MPNLMS optimal step size control algorithm is introduced matrix, update the equalizer coefficients between the filter size, corrected post PNLMS slow convergence drawbacks,

• Disadvantage : Operation MPNLMS algorithm comprises calculating logarithmic, so the computational complexity of the algorithm is relatively high.

SPNLMS

SPNLMS algorithm, the filter update MPNLMS logarithm calculation process reduces to a simple form of two functions.

• Advantages : relative MPNLMS to reduce the complexity of the Method

Improved MPNLMS algorithm, a plurality of piecewise function logarithm function approximated MPNLMS, thereby reducing the complexity of the algorithm.

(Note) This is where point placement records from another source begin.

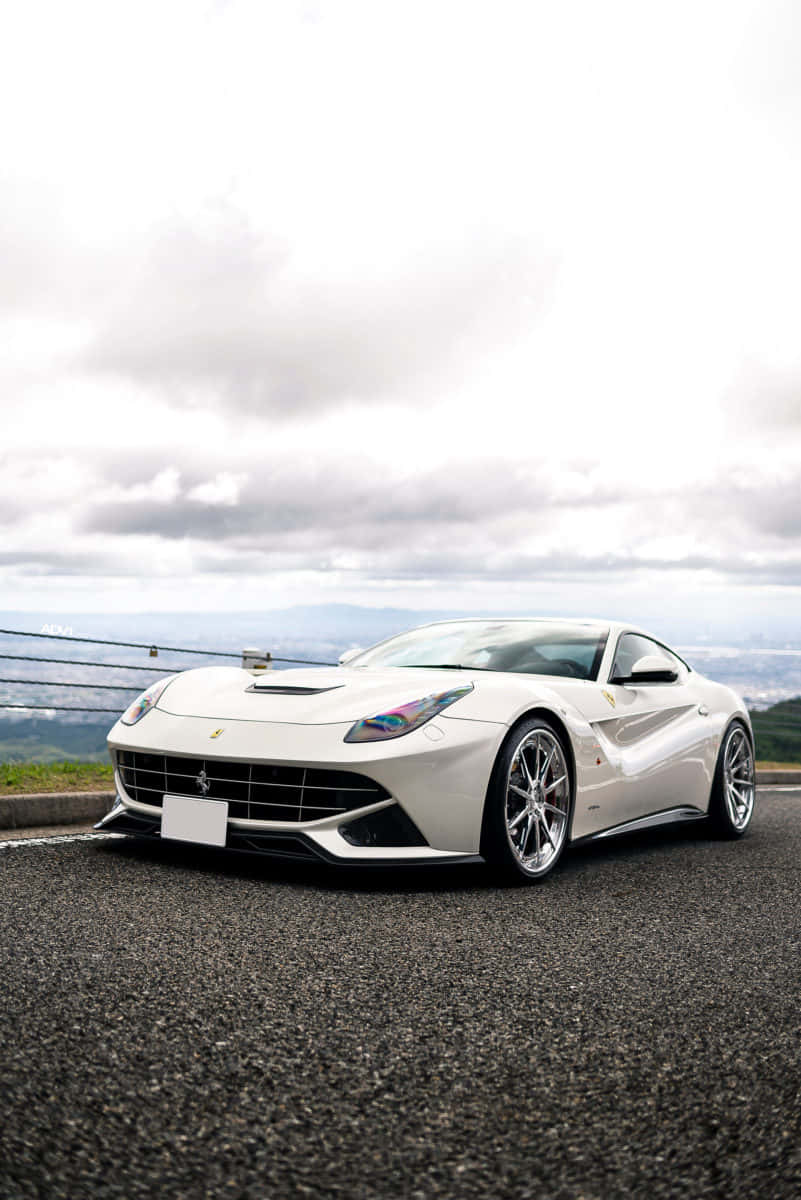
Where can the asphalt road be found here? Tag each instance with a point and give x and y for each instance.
(178, 1023)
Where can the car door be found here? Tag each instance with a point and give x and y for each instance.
(655, 738)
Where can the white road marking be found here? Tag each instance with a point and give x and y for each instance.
(56, 839)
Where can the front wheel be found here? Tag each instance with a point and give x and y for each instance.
(528, 807)
(732, 803)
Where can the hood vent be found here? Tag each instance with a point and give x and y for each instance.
(277, 690)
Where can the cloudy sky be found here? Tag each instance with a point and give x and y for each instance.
(482, 305)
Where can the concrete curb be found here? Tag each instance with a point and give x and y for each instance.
(31, 810)
(35, 809)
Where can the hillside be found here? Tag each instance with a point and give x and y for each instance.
(777, 732)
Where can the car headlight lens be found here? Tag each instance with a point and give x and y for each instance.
(143, 703)
(407, 718)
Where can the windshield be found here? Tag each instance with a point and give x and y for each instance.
(524, 647)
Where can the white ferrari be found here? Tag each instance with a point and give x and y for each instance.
(495, 739)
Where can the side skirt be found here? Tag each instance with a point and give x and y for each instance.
(668, 816)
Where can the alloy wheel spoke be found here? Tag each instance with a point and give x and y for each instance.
(542, 774)
(515, 822)
(527, 834)
(527, 771)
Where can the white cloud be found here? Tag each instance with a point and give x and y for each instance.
(375, 297)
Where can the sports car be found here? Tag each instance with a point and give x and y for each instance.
(501, 741)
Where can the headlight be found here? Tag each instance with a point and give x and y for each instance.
(404, 719)
(143, 703)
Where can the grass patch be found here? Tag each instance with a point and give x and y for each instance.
(55, 777)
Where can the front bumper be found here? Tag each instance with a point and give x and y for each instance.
(438, 775)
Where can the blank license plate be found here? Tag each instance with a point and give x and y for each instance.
(184, 819)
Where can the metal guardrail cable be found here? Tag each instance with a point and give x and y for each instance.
(139, 646)
(82, 663)
(62, 708)
(65, 683)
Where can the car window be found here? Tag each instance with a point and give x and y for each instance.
(535, 647)
(633, 647)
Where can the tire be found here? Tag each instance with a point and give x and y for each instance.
(732, 801)
(529, 804)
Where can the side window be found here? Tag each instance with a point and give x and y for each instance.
(632, 647)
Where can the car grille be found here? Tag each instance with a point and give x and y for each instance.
(254, 791)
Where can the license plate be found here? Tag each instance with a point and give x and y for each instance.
(184, 819)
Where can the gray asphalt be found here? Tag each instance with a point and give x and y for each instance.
(179, 1023)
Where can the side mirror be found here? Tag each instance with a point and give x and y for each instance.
(650, 669)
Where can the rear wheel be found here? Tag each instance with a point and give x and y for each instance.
(528, 808)
(732, 803)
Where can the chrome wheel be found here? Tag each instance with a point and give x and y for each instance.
(739, 778)
(537, 801)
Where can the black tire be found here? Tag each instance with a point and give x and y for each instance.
(733, 796)
(523, 837)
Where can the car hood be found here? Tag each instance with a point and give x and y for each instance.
(303, 696)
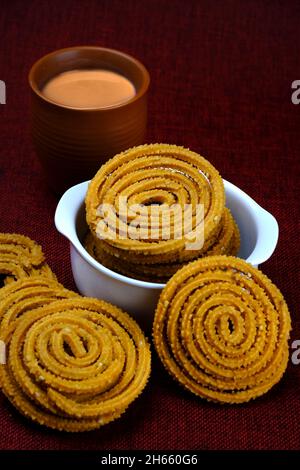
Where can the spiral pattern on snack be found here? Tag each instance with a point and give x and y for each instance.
(221, 329)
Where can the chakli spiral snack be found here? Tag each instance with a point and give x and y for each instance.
(157, 176)
(227, 242)
(20, 297)
(74, 364)
(21, 257)
(221, 329)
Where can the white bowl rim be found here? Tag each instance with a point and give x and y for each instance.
(75, 241)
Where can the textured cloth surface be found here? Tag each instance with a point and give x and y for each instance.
(221, 76)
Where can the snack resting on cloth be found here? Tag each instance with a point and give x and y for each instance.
(21, 257)
(221, 329)
(141, 183)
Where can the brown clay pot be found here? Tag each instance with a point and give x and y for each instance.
(72, 143)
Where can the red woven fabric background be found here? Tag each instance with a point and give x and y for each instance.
(221, 84)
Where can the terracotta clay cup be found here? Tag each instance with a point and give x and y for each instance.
(72, 143)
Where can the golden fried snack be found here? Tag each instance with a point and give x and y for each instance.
(156, 175)
(227, 242)
(74, 364)
(21, 257)
(221, 329)
(22, 296)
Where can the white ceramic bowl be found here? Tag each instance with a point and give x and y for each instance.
(259, 235)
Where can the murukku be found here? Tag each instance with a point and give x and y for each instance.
(74, 364)
(21, 257)
(20, 297)
(157, 177)
(221, 329)
(227, 242)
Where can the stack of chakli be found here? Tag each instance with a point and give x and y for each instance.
(156, 177)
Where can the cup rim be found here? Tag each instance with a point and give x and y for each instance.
(129, 57)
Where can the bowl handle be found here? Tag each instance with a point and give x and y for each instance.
(67, 209)
(267, 236)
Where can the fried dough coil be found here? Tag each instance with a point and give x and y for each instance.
(21, 257)
(156, 174)
(74, 364)
(227, 242)
(221, 329)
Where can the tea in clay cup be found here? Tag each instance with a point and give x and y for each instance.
(72, 140)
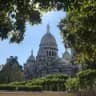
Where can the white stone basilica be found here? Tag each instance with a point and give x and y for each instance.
(47, 60)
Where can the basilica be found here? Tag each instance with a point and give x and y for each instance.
(47, 60)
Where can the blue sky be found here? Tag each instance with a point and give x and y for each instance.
(32, 39)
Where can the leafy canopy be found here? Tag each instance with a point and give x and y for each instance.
(79, 29)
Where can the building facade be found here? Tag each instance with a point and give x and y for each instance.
(47, 60)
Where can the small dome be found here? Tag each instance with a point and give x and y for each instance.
(67, 56)
(48, 39)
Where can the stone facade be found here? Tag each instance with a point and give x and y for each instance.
(47, 60)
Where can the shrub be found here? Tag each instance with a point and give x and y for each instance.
(7, 87)
(29, 88)
(72, 84)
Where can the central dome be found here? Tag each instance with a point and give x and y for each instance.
(48, 40)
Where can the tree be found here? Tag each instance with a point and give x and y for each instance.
(79, 29)
(15, 13)
(11, 71)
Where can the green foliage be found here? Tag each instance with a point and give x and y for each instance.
(51, 82)
(11, 71)
(85, 80)
(20, 88)
(72, 84)
(79, 29)
(29, 88)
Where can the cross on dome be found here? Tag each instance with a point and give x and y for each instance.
(48, 28)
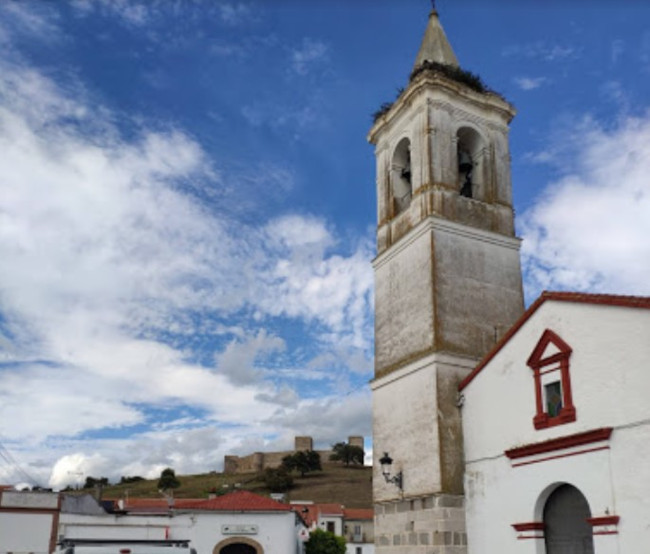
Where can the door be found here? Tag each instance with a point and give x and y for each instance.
(567, 530)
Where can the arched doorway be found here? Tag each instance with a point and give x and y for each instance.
(566, 529)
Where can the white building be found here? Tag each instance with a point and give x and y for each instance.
(28, 521)
(354, 524)
(537, 445)
(238, 522)
(556, 426)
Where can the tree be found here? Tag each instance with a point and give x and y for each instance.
(347, 453)
(168, 480)
(303, 461)
(92, 482)
(277, 479)
(130, 479)
(324, 542)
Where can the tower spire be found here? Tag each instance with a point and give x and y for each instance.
(435, 47)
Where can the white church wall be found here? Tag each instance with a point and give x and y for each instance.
(406, 427)
(608, 368)
(610, 381)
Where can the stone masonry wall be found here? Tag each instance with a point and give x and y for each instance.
(427, 525)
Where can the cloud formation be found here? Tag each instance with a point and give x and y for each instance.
(589, 231)
(123, 287)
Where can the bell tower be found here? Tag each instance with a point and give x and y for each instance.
(447, 286)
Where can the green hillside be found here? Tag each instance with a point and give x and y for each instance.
(350, 486)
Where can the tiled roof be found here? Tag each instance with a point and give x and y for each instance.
(330, 509)
(358, 513)
(237, 501)
(576, 297)
(311, 512)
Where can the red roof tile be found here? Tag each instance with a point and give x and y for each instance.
(580, 297)
(358, 513)
(237, 501)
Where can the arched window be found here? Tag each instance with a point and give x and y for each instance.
(566, 525)
(553, 398)
(469, 153)
(238, 548)
(400, 176)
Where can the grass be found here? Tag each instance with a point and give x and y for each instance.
(350, 486)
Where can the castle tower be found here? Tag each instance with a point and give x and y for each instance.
(447, 285)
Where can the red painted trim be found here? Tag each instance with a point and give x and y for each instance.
(576, 297)
(548, 337)
(567, 414)
(530, 526)
(560, 443)
(604, 520)
(561, 456)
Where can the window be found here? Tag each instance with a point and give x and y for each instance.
(550, 364)
(553, 397)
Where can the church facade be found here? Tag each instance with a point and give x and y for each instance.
(448, 310)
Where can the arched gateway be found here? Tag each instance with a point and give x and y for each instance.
(566, 529)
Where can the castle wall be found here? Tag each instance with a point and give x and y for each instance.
(259, 461)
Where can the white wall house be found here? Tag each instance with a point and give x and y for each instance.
(556, 426)
(255, 523)
(28, 521)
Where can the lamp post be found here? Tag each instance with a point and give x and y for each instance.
(386, 462)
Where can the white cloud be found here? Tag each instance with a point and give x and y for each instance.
(234, 13)
(106, 248)
(311, 52)
(529, 83)
(542, 50)
(589, 230)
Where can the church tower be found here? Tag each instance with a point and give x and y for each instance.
(447, 286)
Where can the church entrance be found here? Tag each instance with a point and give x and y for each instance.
(567, 530)
(238, 545)
(238, 548)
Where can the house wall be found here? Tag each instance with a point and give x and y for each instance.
(28, 522)
(610, 381)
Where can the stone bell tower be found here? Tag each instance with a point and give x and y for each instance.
(447, 286)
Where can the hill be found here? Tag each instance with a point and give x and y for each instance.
(350, 486)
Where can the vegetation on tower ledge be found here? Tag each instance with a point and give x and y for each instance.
(452, 72)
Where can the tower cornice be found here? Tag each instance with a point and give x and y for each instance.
(433, 81)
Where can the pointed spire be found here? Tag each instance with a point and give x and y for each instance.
(435, 47)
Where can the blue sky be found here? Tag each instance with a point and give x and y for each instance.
(187, 208)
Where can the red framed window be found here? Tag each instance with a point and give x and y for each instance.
(550, 364)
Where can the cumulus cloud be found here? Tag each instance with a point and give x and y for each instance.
(542, 50)
(115, 268)
(311, 52)
(529, 83)
(589, 230)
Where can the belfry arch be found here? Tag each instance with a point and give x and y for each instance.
(470, 148)
(401, 178)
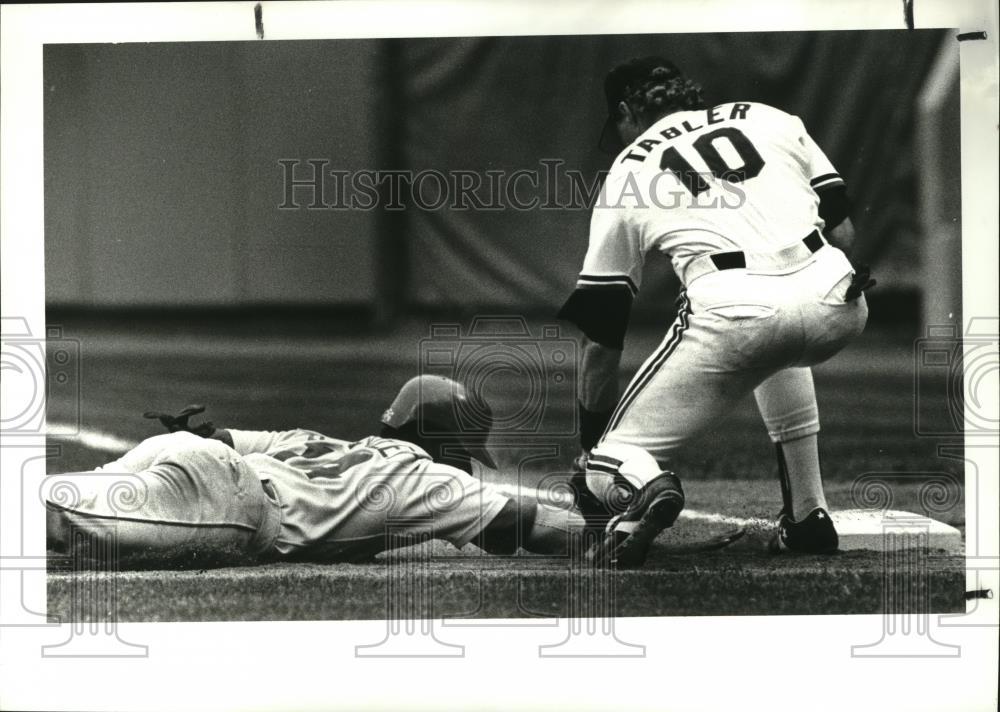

Improved SPNLMS algorithm, reducing the complexity of the algorithm by controlling the frequency step size control matrix iteration. The convergence rate also declined

Above improved algorithm MPNLMS damage the stability and convergence in the case of reducing the computational complexity of the algorithm.

Sparse control (Sparse Control, SC)

Sometimes the sparsity of the echo path can produce varies depending on temperature, pressure and room wall sound absorption coefficient, among other factors, which need a way to adapt to different AEC algorithm sparsity change.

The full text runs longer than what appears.